The place I speak of is Gray Whale Cove State Park, and next year it will be one of 70 California State Parks slated to close its doors due to budgetary shortfalls.

Only 15 miles from downtown San Francisco, it is a fiercely wild place devoid of cars, crowds and development, a perfect example of why there is no place in the world like the Bay Area. Leave the city, pass the track homes and strip malls of Pacifica, climb a short winding road through a eucalyptus grove, emerge onto a hairpin cliff side road, and in one mile park your car in the dusty parking lot on the left. Walk down a winding wooden staircase and hop onto the sand. You have made it: a quarter mile stretch of sand and intertidal coves, covered in mussels, sea anemones and gooseneck barnacles. You may as well be on a deserted island, or a forgotten cove in New Zealand. The few signs of mankind that do make it down to the beach remind you that you are not: surfers, fisherman, hippies, new-age parents, and on the far northern cove, a rather dependable cackle of nudist men and woman soaking up the rays without a care in the world.

To me Gray Whale is a wave. A ledge jutting out into the deep water produces a heavy barrel that will scare the living daylight out of your average beach bum. I discovered this wave at about the same time that my interest in surfing turned into a full-fledged love affair. To others Gray Whale is a fish, a photograph, a mussel, or a place where the tyranny of clothes holds no sway.

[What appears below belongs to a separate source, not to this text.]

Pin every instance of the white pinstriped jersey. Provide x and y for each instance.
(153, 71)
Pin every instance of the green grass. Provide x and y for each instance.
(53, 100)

To all of us, it is a small slice of paradise inches away from our busy lives.

So how severe is this year's budget shortfall that is causing 70 of California's 278 state parks to close their doors?

The answer is a measly $11 million.

I asked Linsey Fredenburg-Humes of the California State Parks Foundation what it will mean to close Gray Whale, and she responded that it "is still unclear" how public access will be affected. "As you can imagine, there are some parks on the closure list where restricting public access would seem near impossible. At this time, it is my understanding that closing most state parks will mean that all services and staff are removed, bathrooms are closed, utilities are turned off and gates are closed."

But there are no facilities there. No guards in one-room wood shingled houses. Not even a water fountain or a hose.

Roy Stearns from the California Department of Parks and Recreation was equally perplexed over Gray Whale's fate. "We are still exploring just how to do this (close Gray Whale). Bottom line is that we have no choice but to cease operations in many parks with the budget reductions we have been handed."

The fight for Gray Whale isn't completely lost. In early October, three of the California's 70 doomed parks were saved by pooling funds from the National Park Service. Non-profits are already making some signs of jumping in to save other parks as well.

Besides donating $11 million to the California State Parks, you can help by taking a second to send a letter to Government Jerry Brown in defense of our parks.

Even if Gray Whale does shut its gates, I assume the naked people will still find their way down there. And when it's cold and the surf is heavy, surfers will scamper down its muddy cliffs to the water. A magnet for the outlandish.

Maybe I will have to reclaim it one day as well. Occupy it alone. Who is so vain as to stop me?

And when I get to the sand the road will be lost anyways. And it will be low tide and the waves will be pumping.